No league does white space like La Liga, with invisible forces tipping the scale of Barcelona and Real Madrid hegemony one way or another. Benitez was not solely to blame for the result. Yes, he was referred to as the stepfather no one wanted, but there was sympathy in the acknowledgement that the side did not play like a Benitez team (he’s a very good organizer of midfielders and defenses at the very least, and their starting three of James Rodriguez, Toni Kroos, and Luka Modric was missing something without the ball). Supporters chanted for Florentino Perez’s resignation. What was left unspoken rang louder. There was the scoreline of the match, then there was Benitez’s impossible situation that his lineup revealed.

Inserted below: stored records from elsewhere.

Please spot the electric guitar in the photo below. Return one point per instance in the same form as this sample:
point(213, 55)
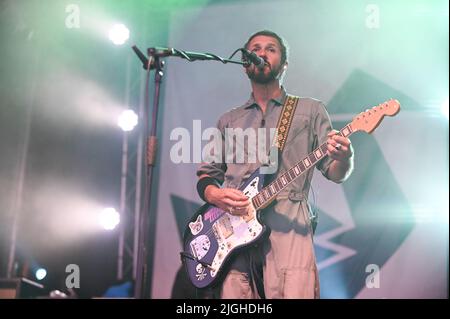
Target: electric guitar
point(213, 235)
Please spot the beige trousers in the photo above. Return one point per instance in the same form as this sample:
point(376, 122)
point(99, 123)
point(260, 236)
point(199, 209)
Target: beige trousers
point(288, 259)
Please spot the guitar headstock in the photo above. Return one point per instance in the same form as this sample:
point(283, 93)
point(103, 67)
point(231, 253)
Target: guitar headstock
point(369, 120)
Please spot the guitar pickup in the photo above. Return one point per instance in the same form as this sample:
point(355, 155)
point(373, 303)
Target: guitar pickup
point(223, 227)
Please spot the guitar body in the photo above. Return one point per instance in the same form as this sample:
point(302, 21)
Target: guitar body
point(213, 236)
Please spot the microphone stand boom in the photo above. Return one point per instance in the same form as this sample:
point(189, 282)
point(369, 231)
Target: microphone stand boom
point(147, 220)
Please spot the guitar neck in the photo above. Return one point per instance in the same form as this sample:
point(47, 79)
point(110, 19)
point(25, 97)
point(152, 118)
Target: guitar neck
point(269, 193)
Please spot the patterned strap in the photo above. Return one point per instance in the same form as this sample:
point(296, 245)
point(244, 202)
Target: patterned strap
point(285, 120)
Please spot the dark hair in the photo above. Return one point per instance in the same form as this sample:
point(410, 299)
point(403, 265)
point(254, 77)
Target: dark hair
point(283, 44)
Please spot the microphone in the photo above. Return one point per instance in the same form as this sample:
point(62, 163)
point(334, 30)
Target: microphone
point(252, 58)
point(142, 57)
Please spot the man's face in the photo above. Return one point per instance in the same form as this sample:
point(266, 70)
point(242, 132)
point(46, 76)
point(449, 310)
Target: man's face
point(269, 49)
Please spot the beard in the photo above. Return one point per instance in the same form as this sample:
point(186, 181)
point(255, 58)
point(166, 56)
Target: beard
point(258, 76)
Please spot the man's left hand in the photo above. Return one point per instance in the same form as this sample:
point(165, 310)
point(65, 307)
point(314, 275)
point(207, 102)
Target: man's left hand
point(339, 147)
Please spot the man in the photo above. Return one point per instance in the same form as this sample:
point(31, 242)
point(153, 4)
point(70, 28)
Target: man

The team didn’t play poorly for the next three months. They had scoring flourishes, hitting eight against Malmo in Champions League and 10 against Rayo Vallecano. Going into Benitez’s final match against Valencia, the side had outscored their opponents 19 to five in league matches following El Clasico. He was fired the following Monday. 

Benitez’s managerial career began with Real Madrid’s B team in 1993. Over the next 23 seasons, he managed 961 games with 11 clubs in three different countries, winning 12 medals. Never placed in the highest tier of manager, his career is either underappreciated or he’s underwhelmed. There is a hard beauty when his sides are hitting on all cylinders exemplified through his work with metronomes Ruben Baraja and Xabi Alonso (if there was a player that embodied his vision, it’d be something of a combination of Javier Mascherano and Alonso - smart, technical, and tactical). 

There was something about his sides at Valencia and Liverpool. How we view the gulf in talent between the 2005 Liverpool team and their Milan counterparts in the Champions League finals increases every year. Yet Benitez, through some combination of tactics and luck, a midfield of Didi Hamann, Vladimir Smicer and Alonso somehow stifled Andrea Pirlo, Kaka, and Clarence Seedorf and Crespo that night. Likewise, many of those mid-2000s Liverpool Champions League matches are distinguished more by functionality and tension than skill.

I often go back to Michael Cox placing Benitez’s Valencia side as the 11th best team of the 2000’s. It may seem a memory now but Benitez pushed the modern game forward as much as any manager at the time. Four distinct lines in a genuine 4-2-3-1. Playing three versus two in the center of midfield to keep possession. Both the attacking and back four protected by an intelligent duo in Ruben Baraja and David Albelda. The strains of what the game looks like today, or at least looked like, are there. Of course, something that worked in 2001 isn’t expected to be the timeless approach.

There was a theory posited on Twitter that Pep Guardiola’s Juego de Posicion made a reactive approach like one that defined Benitez, obsolete in some form (although the comment was aimed towards Jose Mourinho’s struggles at Chelsea this season). If Guardiola is the constant innovator, then Benitez could have seen as having innovated once, then other managers caught up and surpassed.

It is appropriate that Mourinho and Benitez struggled in the same season, as each manager are strangely linked throughout the years. There was a time in 2005 when it was thought that Mourinho’s Chelsea and Benitez’s Liverpool would shape the Premier League for years to come (the same article foreshadows ten years in advance why Benitez would never work at Real Madrid). Benitez then directly followed Mourinho at Inter and was the caretaker manager of Chelsea before the latest connection at Real Madrid. Mourinho is rumored to take over the likes of Manchester United, while Benitez, well... 

Paco Lloret, Benitez’s biographer, recalled how no one in Spain could believe how good of a manager he became at Liverpool. The biggest challenge for Benitez at the time was going from being a champion in Spain to learning a new language, culture, and style of play. Yet he wanted to show he could be succeed where no Spanish manager had ever done. The challenge this time around is existential - how does one succeed in soccer today with the likes of Barcelona and Bayern Munich setting the pace? His tactics at Valencia that made him successful were in large part reactionary, aimed to close off space without the ball. The idea remains the same 15 years later. But it may be one step too far for Benitez this time around.